Someday solar electricity generation won't require subsidies, incentives, tax breaks, feed-in tariffs or even a power purchase agreement to reach a customer. Solar power producers will simply bid into power or energy markets and compete head to head with coal, gas, and nuclear.

It's happening today in Chile.

Total and Etrion Corporation claim that their proposed Project Salvador is "the world’s largest solar power project based on spot market electricity (“merchant”) revenues." Power will be sold to the Sistema Interconectado Central electricity network.

The 70-megawatt deployment is in the Atacama region of Chile, a high-altitude region with some serious DNI. The Atacama Desert is more than 40,000 square miles and has the earth's most intense sunlight.

GTM Research has the data on the region: "With an energy-intensive mining sector accounting for one-third of the world's copper and a massive dependence on imported fossil fuels, Chile's electricity prices are very high. In 2012, some consumers were paying an average of $0.25 per kilowatt-hour on the spot market. Solar companies recognizing the need for cheaper, domestic generation in Chile have planned for more than 6 gigawatts of projects -- some of which could cost less than $2 per watt to develop."

The project will be built and maintained by Total’s affiliate, SunPower (SPWR).

We spoke with SunPower CEO Tom Werner this week. He defined "merchant solar" as essentially meaning that there's no PPA and said, "We are betting we will produce power at less than the going rate." Werner called this project a team effort that produced on the promise of Total's international reach.

Werner noted that the combination of Chile's high electricity prices and high DNI puts Chile in "a position to emerge as one of the leaders in the Latin American market for renewable energy -- in particular, ground-mounted solar PV," according to SunPower.
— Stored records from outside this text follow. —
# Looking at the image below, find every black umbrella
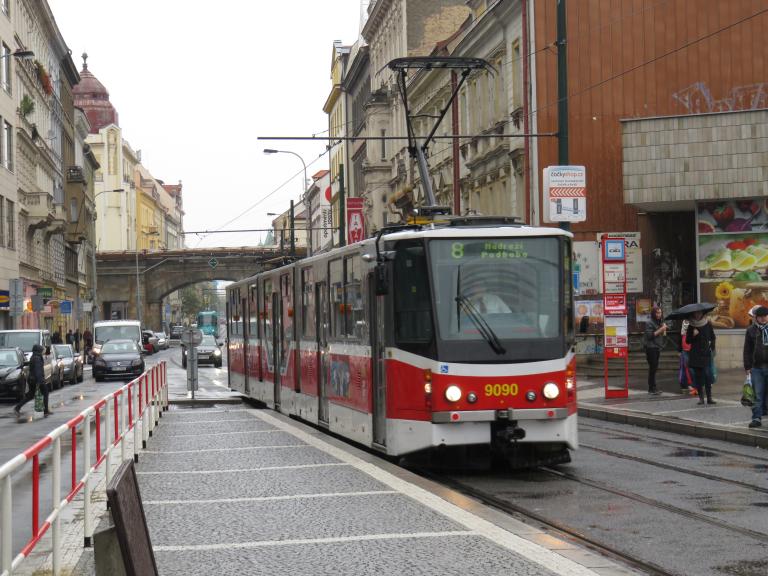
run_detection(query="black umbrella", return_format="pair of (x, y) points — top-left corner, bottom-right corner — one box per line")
(665, 302), (716, 321)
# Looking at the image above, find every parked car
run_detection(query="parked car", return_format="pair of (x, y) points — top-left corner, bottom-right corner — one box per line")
(49, 345), (67, 389)
(53, 344), (83, 385)
(0, 347), (29, 402)
(181, 334), (222, 368)
(93, 339), (145, 382)
(153, 332), (169, 350)
(0, 330), (54, 386)
(169, 325), (184, 340)
(141, 330), (159, 354)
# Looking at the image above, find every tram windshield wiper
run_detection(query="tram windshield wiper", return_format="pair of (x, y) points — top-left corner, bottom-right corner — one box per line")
(455, 294), (506, 355)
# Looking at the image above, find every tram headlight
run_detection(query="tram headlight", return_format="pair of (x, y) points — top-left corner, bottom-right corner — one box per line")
(445, 385), (462, 402)
(542, 382), (560, 400)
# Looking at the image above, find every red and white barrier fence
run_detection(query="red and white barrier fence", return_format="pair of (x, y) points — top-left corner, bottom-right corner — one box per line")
(0, 361), (168, 576)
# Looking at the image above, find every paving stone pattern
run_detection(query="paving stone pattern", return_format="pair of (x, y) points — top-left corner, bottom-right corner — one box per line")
(136, 407), (586, 576)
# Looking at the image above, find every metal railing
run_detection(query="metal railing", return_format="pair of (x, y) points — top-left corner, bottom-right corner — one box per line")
(0, 361), (168, 576)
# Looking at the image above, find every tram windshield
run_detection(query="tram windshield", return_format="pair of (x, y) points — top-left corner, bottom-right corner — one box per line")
(427, 237), (565, 362)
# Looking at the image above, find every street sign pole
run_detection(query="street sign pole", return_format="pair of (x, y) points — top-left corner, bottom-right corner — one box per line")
(181, 328), (202, 400)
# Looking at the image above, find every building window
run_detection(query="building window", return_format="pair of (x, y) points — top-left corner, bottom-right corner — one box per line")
(512, 39), (522, 109)
(1, 44), (10, 93)
(1, 1), (8, 17)
(380, 129), (386, 160)
(69, 198), (78, 223)
(6, 199), (13, 249)
(0, 194), (4, 247)
(2, 121), (12, 171)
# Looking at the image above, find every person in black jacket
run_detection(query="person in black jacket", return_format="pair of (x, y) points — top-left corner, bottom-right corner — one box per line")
(686, 310), (716, 405)
(643, 306), (667, 395)
(13, 344), (51, 416)
(743, 305), (768, 428)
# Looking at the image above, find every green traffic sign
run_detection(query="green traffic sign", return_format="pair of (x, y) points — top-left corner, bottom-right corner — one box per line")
(209, 257), (218, 269)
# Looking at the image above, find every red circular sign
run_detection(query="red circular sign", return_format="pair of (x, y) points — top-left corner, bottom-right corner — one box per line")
(325, 186), (332, 202)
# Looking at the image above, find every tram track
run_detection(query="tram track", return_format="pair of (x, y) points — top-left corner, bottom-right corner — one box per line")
(580, 420), (768, 463)
(412, 467), (678, 576)
(578, 442), (768, 495)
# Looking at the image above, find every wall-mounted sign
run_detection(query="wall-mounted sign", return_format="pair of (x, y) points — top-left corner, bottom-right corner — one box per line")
(347, 197), (365, 244)
(543, 165), (587, 223)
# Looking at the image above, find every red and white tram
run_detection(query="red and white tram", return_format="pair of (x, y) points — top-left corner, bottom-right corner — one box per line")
(226, 217), (577, 467)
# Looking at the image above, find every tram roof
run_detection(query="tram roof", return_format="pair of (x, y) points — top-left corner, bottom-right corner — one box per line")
(227, 221), (571, 289)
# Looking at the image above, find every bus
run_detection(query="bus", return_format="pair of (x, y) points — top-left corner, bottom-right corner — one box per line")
(197, 310), (218, 336)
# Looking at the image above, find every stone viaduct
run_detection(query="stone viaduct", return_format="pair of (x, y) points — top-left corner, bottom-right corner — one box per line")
(96, 247), (304, 329)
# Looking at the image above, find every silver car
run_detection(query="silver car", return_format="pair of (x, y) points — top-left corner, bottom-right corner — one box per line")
(153, 332), (169, 350)
(53, 344), (83, 385)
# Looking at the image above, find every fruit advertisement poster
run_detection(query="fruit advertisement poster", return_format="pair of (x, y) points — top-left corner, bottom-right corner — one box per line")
(698, 199), (768, 329)
(575, 300), (604, 334)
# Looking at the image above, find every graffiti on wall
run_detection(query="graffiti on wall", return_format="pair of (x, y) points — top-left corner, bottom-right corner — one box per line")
(673, 81), (768, 114)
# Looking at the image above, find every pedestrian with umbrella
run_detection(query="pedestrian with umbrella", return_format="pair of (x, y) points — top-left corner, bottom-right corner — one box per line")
(668, 303), (717, 405)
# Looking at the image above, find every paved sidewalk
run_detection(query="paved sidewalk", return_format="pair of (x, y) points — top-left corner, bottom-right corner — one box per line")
(578, 366), (768, 449)
(132, 406), (640, 576)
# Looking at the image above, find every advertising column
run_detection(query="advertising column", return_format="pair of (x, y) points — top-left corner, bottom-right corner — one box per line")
(602, 235), (629, 398)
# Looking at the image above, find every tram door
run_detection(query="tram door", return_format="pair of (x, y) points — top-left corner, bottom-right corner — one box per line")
(317, 281), (329, 425)
(272, 291), (281, 408)
(370, 273), (386, 446)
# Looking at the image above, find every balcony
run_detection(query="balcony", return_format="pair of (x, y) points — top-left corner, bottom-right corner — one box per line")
(19, 191), (65, 232)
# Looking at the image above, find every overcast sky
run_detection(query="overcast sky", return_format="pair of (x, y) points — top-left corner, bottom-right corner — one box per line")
(47, 0), (362, 248)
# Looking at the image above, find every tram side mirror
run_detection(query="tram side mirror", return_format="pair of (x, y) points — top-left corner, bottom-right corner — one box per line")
(375, 264), (389, 295)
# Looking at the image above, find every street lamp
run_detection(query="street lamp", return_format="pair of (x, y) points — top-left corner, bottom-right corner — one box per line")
(263, 149), (308, 255)
(1, 49), (34, 61)
(91, 188), (126, 322)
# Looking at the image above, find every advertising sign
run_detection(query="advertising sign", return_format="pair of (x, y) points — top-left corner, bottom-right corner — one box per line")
(574, 300), (604, 334)
(573, 242), (599, 296)
(698, 199), (768, 329)
(346, 197), (365, 245)
(0, 290), (8, 310)
(543, 165), (587, 223)
(36, 287), (53, 299)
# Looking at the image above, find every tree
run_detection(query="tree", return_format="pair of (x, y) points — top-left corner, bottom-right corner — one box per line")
(180, 286), (203, 322)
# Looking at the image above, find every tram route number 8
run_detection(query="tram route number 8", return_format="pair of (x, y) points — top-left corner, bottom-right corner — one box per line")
(484, 383), (519, 397)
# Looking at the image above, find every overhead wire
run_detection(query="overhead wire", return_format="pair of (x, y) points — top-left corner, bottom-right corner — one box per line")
(205, 3), (767, 239)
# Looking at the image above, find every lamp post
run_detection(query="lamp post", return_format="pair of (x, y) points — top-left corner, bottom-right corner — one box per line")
(263, 149), (308, 255)
(90, 188), (125, 322)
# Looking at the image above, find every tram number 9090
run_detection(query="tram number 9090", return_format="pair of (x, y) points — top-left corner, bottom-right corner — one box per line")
(484, 383), (519, 397)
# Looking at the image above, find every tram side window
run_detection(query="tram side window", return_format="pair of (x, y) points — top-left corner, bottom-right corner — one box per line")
(393, 242), (433, 347)
(249, 285), (259, 339)
(280, 273), (293, 368)
(263, 279), (273, 343)
(344, 256), (363, 340)
(563, 239), (574, 343)
(229, 288), (242, 336)
(329, 259), (344, 339)
(301, 268), (315, 339)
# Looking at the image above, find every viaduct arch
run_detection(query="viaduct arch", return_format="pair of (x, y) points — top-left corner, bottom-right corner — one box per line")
(96, 247), (303, 329)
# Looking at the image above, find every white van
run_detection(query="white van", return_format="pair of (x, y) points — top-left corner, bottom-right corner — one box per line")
(0, 329), (54, 386)
(90, 320), (142, 363)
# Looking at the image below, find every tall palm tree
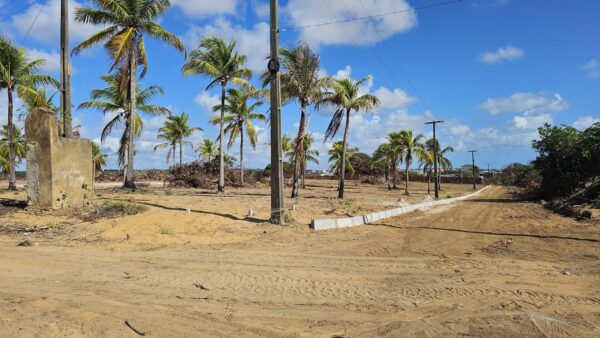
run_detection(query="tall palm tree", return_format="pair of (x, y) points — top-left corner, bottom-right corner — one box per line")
(73, 0), (185, 189)
(183, 36), (251, 193)
(196, 138), (218, 163)
(78, 71), (170, 168)
(395, 130), (425, 195)
(0, 125), (26, 175)
(210, 88), (265, 185)
(324, 77), (380, 198)
(328, 141), (358, 180)
(0, 36), (58, 190)
(92, 142), (108, 172)
(263, 42), (328, 198)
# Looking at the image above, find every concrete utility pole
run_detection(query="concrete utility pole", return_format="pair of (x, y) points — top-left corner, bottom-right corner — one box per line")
(469, 150), (478, 190)
(425, 120), (443, 199)
(269, 0), (285, 224)
(61, 0), (72, 138)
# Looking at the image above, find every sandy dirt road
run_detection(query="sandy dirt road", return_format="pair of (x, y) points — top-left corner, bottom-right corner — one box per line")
(1, 186), (599, 337)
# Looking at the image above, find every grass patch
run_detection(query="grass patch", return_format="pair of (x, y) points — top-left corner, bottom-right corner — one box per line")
(81, 200), (148, 222)
(160, 227), (171, 235)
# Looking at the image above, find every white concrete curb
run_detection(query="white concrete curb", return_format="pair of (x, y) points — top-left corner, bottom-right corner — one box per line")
(310, 186), (492, 231)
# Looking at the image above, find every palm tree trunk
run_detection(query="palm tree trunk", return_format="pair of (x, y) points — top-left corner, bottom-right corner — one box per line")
(301, 158), (306, 189)
(124, 47), (137, 190)
(218, 81), (226, 193)
(385, 165), (391, 190)
(240, 127), (244, 186)
(427, 170), (431, 194)
(179, 141), (183, 166)
(6, 87), (16, 191)
(405, 160), (410, 195)
(291, 103), (307, 198)
(338, 109), (351, 199)
(392, 159), (397, 189)
(173, 142), (176, 167)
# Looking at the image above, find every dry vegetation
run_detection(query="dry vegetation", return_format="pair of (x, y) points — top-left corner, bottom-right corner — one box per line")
(0, 180), (599, 337)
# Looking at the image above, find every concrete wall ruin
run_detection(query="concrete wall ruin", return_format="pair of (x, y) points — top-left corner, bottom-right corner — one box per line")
(25, 108), (93, 209)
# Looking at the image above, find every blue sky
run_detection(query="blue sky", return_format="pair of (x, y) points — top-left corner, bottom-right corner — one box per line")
(1, 0), (599, 171)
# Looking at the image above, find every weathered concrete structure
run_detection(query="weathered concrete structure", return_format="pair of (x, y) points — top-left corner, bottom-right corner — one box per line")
(25, 108), (93, 209)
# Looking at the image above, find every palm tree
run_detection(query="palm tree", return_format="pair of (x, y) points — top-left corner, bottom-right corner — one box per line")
(371, 141), (403, 190)
(196, 138), (218, 163)
(421, 138), (453, 192)
(171, 113), (201, 166)
(183, 36), (251, 193)
(154, 117), (178, 166)
(92, 142), (108, 172)
(324, 77), (380, 198)
(73, 0), (185, 189)
(395, 130), (425, 195)
(78, 71), (170, 169)
(281, 135), (294, 161)
(0, 36), (58, 190)
(295, 133), (319, 188)
(263, 42), (328, 198)
(328, 141), (358, 180)
(210, 88), (265, 185)
(0, 125), (26, 175)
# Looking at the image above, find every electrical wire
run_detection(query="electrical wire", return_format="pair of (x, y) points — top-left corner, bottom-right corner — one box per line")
(0, 1), (38, 24)
(20, 2), (45, 45)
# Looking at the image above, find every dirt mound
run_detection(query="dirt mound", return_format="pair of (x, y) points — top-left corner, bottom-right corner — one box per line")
(167, 162), (266, 188)
(549, 176), (599, 219)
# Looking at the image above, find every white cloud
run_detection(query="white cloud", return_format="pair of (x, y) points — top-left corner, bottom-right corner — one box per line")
(334, 65), (352, 79)
(582, 59), (600, 79)
(10, 0), (99, 46)
(480, 92), (568, 115)
(184, 18), (269, 72)
(24, 48), (61, 73)
(479, 45), (524, 64)
(171, 0), (238, 18)
(513, 113), (552, 129)
(450, 124), (470, 135)
(286, 0), (417, 47)
(373, 87), (416, 111)
(572, 115), (600, 130)
(251, 0), (269, 18)
(194, 91), (220, 115)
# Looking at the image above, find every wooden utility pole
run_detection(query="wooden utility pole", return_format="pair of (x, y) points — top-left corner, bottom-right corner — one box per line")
(269, 0), (284, 224)
(425, 120), (443, 199)
(61, 0), (72, 138)
(469, 150), (478, 190)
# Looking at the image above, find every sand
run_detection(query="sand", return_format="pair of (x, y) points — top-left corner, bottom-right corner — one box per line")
(0, 181), (599, 337)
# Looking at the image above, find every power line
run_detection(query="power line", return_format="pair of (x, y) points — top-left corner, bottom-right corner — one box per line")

Chile also has net metering and a 20 percent by 2015 Renewable Portfolio Standard. Werner said conditions on this project were ideal for interconnect and water availability.

Werner noted that most merchant solar projects were done on a much smaller scale. He also pointed out another first: Total has a 10 percent equity stake in the project, further demonstrating Total's commitment.

The Overseas Private Investment Corporation, the U.S. government’s development finance institution, is financing 70 percent of the $200 million project with the balance funded by Etrion, Total and Solventus. According to a release, Chile has an investment-grade rating, and the OPIC debt is "non-recourse project debt with a 19.5-year tenor."

“Project Salvador is an important step in the process of transforming the capabilities of solar power in the world. This merchant project confirms that solar energy is becoming competitive with other conventional energy sources,” said Philippe Boisseau, President of Marketing & Services and New Energies and a member of the Executive Committee of Total in a release.

Boisseau told us in an earlier interview, "‘We have some projects in South Africa and in Chile that we're bringing to SunPower. That's another one of the benefits we are bringing: access to the world where it is economical with no subsidy to produce electricity.” Boisseau commented to GTM yesterday that “[t]his is the first solar project in Chile for Total and SunPower. It is a proof of the strong collaboration between our teams. Total is leveraging its international footprint, with activities in 130 countries, to develop SunPower solar projects around the world.”

First Solar (FSLR) also regards Chile as a growth market. Earlier this year, First Solar acquired Solar Chile, a five-person Santiago-based solar developer with a 1.5-gigawatt early-stage pipeline of PV power projects in northern Chile, including the Atacama Desert. The thin-film solar panel manufacturer and project developer has applied for permits for the $370 million, 162-megawatt Luz del Norte project, according to a filing with Chile’s environmental licensing department. The project will use more than 1.7 million panels, with construction slated to start in June 2014.

Chile could be one of the first real, non-incentivized solar markets in the world. Its relatively unreliable and expensive electricity has made Chile an early adopter of energy storage technology in the mining industry, as well.

Stephen Lacey's recent article on Chilean power markets pointed out that:

- Installations will grow strongly in Chile, but it will take many years for the 6 gigawatts of project announcements to materialize.

- Initial development will focus on the mining sector, but larger projects will sell into the spot market. SunEdison recently signed an agreement with the Chilean mining company CAP to supply electricity from a 100-megawatt plant -- the largest so far in Latin America. OPIC was involved in financing this project as well.

- Only the most sophisticated companies will be able to navigate Chile's complicated electricity market. 

SunPower will deploy the Oasis single-axis tracker module, with construction expected to start before the end of the year.